Sana, beni asla tanımamış olan sana
Erkan Ergül

Sana, beni asla tanımamış olan sana

Advert

Stefan Zweig’in “Bilinmeyen Bir Kadının Mektubu” adlı kitabı, bu cümle ile başlıyordu.

 Cümleyi okuduğumda, Yunus Emre’nin şu dizelerini tekrarladığımı fark ettim.

Severim ben seni candan içeri

Yolum vardir bu erkandan içeri


Beni bende deme bende degilim

Bir ben vardir bende, benden içeri

Her ne kadar Yunus ilahi bir aşkı dile getiriyor olsa da, çağrışımlar insanı ister istemez durgun bir göle atılan taşın oluşturduğu dalgalar gibi ilüzyona uğratıyordu.

Kitap; kadın kahramanının hayatı boyunca sevmiş olduğu erkek için kaleme aldığı mektubu içermektedir.

Gönderen hanesinde kadının adı olmaması nedeniyle bir bakıma da adsız mektup gibi gözükmektedir.

Erkeğin kimliğinin ise “Roman Yazarı R.” olarak verilmiş olması, okurun zihninde ister istemez bir portre oluşturuyor.

Kitabın konusunu anlatmaya niyetim yok.

Zaten topu topu 55 sayfadan ibaret bir kitap.

Kitabı bitirdiğimde, üzerimde bir ağırlık hissettim.

Yaşadığımız dünyada böylesine güçlü bir duygu olabilir mi?

Ya da  umutsuzcada olsa, bir insan hiç karşılık beklemeden ve çektiği onca acıya rağmen sevilebilir mi?

Bazı roman ve öyküleri hatta şiirleri, yazıldıkları yüzyıl itibariyle değerlendirmek gerek sanırım. Yaşadıkları çevre, üzerlerinde hissettikleri baskı, hak ve hukuk denen sistemin ülke üzerinde uygulanış şekli ve savaşlar...

Stefan Zweig’in kitabı yazdığı 1920’li yılları düşündüğümüzde ister istemez bazı şekiller oluşuyor insanın zihninde.

Avrupa’da 1870’li yıllarda başladığı kabul edilen çöküşü fırsat bilen ve özellikle psikoloji alanında zirveye çıkan Sigmund Freud, yaşanan kozmopolit düzenden fazlasıyla faydalanmış ve dönemin çok önemli bir aydınlatıcısı olmuştur. İşte bu dönemin (1881-1942) ürünüdür, Stefan Zweig’de.
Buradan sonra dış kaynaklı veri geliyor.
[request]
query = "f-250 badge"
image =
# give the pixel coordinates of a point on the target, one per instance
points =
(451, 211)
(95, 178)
Bir taraftan Rönasans diğer taraftan da Montaigne’in “düşünsel yağmuru” ile ıslanması, ister istemez Zweig’in eserlerine de yansımıştır.
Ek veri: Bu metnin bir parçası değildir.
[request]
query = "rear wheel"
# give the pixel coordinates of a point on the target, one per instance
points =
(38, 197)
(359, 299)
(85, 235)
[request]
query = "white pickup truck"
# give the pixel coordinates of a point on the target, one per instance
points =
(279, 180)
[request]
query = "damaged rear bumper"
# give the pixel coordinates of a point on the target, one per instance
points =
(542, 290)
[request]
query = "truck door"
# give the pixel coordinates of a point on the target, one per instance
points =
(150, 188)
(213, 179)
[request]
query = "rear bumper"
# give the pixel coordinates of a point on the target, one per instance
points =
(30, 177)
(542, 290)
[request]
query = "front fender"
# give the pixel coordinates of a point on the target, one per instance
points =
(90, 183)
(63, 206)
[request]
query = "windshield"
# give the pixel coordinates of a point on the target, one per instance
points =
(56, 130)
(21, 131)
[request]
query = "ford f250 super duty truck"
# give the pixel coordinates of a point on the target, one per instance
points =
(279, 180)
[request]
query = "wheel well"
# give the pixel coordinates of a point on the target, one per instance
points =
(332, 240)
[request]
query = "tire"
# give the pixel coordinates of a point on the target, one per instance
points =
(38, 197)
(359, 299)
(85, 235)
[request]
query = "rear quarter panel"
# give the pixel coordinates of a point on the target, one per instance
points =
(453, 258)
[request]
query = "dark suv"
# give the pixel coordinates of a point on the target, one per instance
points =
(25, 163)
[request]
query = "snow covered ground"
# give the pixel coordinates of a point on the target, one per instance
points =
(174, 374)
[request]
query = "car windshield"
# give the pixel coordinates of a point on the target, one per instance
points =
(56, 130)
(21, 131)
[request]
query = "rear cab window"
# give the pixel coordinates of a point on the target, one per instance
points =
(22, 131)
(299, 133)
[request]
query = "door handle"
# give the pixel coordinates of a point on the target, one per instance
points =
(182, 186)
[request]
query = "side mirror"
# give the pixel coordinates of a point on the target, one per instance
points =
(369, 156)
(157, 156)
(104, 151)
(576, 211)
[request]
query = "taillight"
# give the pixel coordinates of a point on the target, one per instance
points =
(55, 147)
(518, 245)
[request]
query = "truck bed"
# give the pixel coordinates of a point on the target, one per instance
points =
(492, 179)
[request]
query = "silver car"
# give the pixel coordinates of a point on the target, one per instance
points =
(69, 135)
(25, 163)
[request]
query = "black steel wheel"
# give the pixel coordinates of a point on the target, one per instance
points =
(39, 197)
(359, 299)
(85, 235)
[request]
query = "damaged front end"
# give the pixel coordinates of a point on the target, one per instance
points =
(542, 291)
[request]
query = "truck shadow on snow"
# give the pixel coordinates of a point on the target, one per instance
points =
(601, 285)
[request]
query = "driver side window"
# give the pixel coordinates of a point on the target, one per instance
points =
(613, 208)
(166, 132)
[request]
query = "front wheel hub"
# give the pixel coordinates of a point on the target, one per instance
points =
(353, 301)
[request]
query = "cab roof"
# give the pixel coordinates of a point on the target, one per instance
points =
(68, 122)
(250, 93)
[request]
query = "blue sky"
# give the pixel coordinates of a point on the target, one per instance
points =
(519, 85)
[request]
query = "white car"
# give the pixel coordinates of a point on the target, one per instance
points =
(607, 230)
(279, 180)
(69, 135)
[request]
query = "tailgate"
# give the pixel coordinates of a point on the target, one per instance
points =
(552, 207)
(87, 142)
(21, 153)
Bilinmeyen Bir Kadının Mektubu’da işte o dönemdeki psikoloji, hümanizm ve düşünsel iklimin eseridir. Tabi burada Zweig’in “Biyografi” türünün en büyük birkaç ustasından birisi olduğunu da unutmamak gerek. Zaten ölümünden sonra da onun için “Son Avrupalı” denilerek, bir bakıma hakkını teslim etmiş oluyordu edebiyat çevreleri.

Sonuç olarak; her ortamda okunabilecek bir kitap.

Okurken, Sebahattin Ali’nin “Kürk Mantolu Madonnası”na da rastladım, Atıf Yılmaz’ın “Selvi Boylum Al Yazmalım” filmine de.

Stefan Zweig’in çok güçlü kalemi var.

Şayet, günlük hayatın koşuşturmasından, ülkedeki kirli siyasi havanın üzerinizde yarattığı etkiden, omuzlarınızda taşımaktan yorulduğunuz faturalardan, kısa bir sürede olsa uzaklaşmak istiyorsanız, işte size nefes almak için harika  bir şinolker.

Kitabı alın ve derinlere dalın.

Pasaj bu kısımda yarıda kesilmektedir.